Para o Dr. Paul Olsen, da Universidade Columbia, “essas pegadas fornecem dados comportamentais e ecológicos quando ossos são ausentes”. É como decifrar um código gravado na rocha: cada impressão conta uma história perdida no tempo.

As marcas pertencem a ornitísquios — herbívoros bípedes com bicos e dentes adaptados para triturar plantas. Parentes distantes de tricerátopes e hadrossauros, esses dinossauros tinham pernas curtas (15 a 50 cm) e braços reduzidos. A concentração de pegadas em Biloela sugere que eram abundantes no Jurássico Inferior, com distribuição desde os EUA até a China. “Isso confirma que pequenos ornitísquios já prosperavam durante a fragmentação da Pangeia”, destaca Olsen.

Por que a importância da laje só foi reconhecida décadas depois? A resposta está na natureza sutil dos fósseis-traço. “Até paleontólogos subestimam pegadas”, admite Romilio. Marcas visíveis a olho nu já eram conhecidas, mas análises 3D expuseram padrões de movimento e variações de tamanho, transformando a rocha em um diário ancestral.

A abordagem lembra a astronomia: assim como telescópios revelam galáxias, ferramentas modernas iluminam o passado jurássico. E tudo isso sob os pés de estudantes, que por anos caminharam sobre um tesouro invisível.
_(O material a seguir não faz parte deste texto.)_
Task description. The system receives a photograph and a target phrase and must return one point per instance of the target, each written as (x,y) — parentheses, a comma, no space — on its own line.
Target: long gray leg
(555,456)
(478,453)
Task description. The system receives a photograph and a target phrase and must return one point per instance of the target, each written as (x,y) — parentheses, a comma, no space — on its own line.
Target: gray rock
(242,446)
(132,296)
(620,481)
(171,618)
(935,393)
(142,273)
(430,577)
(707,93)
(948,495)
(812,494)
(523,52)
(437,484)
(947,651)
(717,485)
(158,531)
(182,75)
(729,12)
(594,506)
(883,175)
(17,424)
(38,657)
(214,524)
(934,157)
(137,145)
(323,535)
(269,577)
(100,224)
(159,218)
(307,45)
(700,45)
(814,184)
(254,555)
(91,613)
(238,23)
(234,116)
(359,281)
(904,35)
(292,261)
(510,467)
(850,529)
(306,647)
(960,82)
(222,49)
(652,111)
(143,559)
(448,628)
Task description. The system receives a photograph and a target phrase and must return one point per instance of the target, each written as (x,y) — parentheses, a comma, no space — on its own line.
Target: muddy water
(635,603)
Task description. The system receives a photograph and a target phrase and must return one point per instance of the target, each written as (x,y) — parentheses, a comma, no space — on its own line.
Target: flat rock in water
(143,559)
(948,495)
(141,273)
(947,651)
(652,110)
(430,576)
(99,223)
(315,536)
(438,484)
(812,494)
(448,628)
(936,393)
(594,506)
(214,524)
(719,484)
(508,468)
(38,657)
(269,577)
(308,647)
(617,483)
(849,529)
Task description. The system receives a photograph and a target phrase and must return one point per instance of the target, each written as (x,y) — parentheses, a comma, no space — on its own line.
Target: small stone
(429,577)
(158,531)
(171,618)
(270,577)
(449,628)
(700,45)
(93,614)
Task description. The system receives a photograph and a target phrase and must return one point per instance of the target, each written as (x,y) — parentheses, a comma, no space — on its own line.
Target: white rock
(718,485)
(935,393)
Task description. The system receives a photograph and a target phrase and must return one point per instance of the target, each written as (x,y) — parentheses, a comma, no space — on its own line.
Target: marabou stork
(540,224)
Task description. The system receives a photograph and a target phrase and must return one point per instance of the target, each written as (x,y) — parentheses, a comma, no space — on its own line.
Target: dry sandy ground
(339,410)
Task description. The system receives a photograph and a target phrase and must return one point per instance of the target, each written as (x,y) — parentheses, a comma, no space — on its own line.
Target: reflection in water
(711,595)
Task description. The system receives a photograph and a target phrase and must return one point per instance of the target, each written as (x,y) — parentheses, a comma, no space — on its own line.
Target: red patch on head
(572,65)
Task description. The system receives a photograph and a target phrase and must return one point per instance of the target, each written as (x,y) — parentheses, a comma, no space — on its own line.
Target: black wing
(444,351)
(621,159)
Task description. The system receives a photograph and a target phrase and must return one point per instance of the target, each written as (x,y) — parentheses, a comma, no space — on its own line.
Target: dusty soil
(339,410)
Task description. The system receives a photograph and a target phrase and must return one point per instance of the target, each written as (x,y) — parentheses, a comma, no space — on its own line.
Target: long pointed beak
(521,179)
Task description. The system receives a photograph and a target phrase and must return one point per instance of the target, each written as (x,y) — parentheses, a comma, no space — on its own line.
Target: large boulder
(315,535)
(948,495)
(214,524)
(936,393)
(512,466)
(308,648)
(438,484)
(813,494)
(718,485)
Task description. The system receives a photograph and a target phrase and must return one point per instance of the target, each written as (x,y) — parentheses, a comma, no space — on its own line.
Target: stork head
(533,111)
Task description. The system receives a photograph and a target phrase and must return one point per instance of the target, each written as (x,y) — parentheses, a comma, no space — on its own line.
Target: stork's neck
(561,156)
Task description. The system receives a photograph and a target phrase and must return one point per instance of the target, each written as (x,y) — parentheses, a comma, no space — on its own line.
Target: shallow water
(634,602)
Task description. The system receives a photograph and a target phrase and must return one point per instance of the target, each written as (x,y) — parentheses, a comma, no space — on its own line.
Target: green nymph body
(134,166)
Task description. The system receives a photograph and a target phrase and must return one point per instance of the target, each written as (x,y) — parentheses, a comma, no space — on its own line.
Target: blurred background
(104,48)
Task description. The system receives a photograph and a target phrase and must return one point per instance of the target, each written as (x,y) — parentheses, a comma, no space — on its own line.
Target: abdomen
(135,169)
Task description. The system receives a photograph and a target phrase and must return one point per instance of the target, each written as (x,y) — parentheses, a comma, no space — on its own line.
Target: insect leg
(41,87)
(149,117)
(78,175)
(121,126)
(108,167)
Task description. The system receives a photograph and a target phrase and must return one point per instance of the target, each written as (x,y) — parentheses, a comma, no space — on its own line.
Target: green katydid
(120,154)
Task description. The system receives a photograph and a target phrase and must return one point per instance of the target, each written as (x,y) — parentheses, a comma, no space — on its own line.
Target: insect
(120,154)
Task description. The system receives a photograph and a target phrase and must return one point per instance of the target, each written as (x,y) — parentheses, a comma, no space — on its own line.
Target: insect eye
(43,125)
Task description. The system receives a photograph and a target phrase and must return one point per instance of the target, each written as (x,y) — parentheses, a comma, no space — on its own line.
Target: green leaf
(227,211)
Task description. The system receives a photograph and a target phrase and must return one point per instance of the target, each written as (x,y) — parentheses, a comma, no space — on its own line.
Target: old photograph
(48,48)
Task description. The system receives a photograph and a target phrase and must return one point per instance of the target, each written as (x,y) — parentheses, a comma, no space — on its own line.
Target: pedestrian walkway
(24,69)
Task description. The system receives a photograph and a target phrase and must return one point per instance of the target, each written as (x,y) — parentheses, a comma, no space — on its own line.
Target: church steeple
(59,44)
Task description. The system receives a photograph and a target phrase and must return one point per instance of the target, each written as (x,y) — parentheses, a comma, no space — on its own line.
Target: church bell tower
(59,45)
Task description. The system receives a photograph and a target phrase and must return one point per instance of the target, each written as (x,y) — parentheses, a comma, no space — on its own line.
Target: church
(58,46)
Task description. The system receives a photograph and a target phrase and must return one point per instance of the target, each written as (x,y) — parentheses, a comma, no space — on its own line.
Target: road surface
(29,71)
Na Austrália, onde ossos do Jurássico Inferior são inexistentes, essas pegadas preenchem uma lacuna crítica. “Elas são nossa única janela para esses ecossistemas”, afirma Romilio. A laje sugere um ambiente dinâmico — talvez um rio ou pântano onde dinossauros circulavam em grupos. A ausência de marcas de água dificulta precisar o cenário, mas as trilhas bidirecionais indicam atividade intensa.

Comparada a achados na Europa e África, a densidade em Biloela é excepcional, reforçando que a Austrália, hoje isolada, já foi parte de um mundo interligado.

A laje escolar não é única. Nas proximidades, um bloco de 2 toneladas usado como marcador de estacionamento na Mina Callide exibe duas pegadas de um dinossauro maior. Outra rocha, usada como peso de papel, guardava uma única pegada. Todas vieram de minas que expõem rochas jurássicas ao extrair carvão. “Há mais fósseis esperando”, alerta Romilio. “O desafio é encontrá-los antes que se percam.”

Esses casos mostram que o passado pode estar em qualquer lugar — até segurando livros ou demarcando vagas.

As 66 pegadas contam mais que presença: revelam dinâmica. As 13 trilhas sugerem grupos em movimento, talvez migrando ou buscando recursos. Já as marcas isoladas indicam indivíduos solitários. “É como assistir a um dia na vida deles”, comenta Romilio. Para cientistas, esses padrões são informações valiosas sobre anatomia (três dedos, passadas firmes) e uso do ambiente.

A descoberta em Biloela é um convite à exploração. “Se uma escola escondeu isso, imagine o que mais está por aí”, reflete Romilio. Minas, quintais e coleções particulares podem guardar segredos, mas identificá-los exige sorte e tecnologia. Escaneamento 3D e inteligência artificial podem acelerar futuras revelações, prometendo desvendar mais sobre o Jurássico Inferior australiano.